On Dec. 21 Dido came to celebrate Christmas with us and the rest of the family. He is now living at my mothers’ house and both she and I care for him again.
As my grandparents did, so many folks have immigrated to this country making America what it is today, a giant melting pot of cultures and religions. Many of these cultures and beliefs have been joined together through love and formation of relationships and partnerships.
I think it is necessary for our survival as people to understand and respect each of our beings for our differences and diversities.
Though my full understanding of all religions is limited, it appears to me that the core value in each is to love.
At times it seems that message is lost on each other and we become focused on thinking we have the right to tell others how and what to believe. If only we stuck with the simplest of teachings, to just love and respect and be kind to each other and our planet that provides for us, imagine what great things we could accomplish.
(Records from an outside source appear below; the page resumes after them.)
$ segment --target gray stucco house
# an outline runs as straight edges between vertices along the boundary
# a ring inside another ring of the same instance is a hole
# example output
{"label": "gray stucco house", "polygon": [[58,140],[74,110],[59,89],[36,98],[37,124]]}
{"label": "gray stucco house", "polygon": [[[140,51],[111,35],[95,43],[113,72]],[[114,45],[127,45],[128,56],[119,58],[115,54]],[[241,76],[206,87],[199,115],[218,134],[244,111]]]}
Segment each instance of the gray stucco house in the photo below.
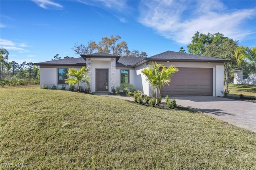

Instead of killing and destroying each other through war in the name of religion we could feed, cloth and educate each other. We may never be able to end poverty on a monetary level for greed is a whole other beast, but we do have the ability to make sure that no one is without food.
Every moment in life is a journey, and I couldn’t be more thankful for mine. Thank you Lisa and Gram for giving me the strength. Keep the faith and keep smiling one day at a time.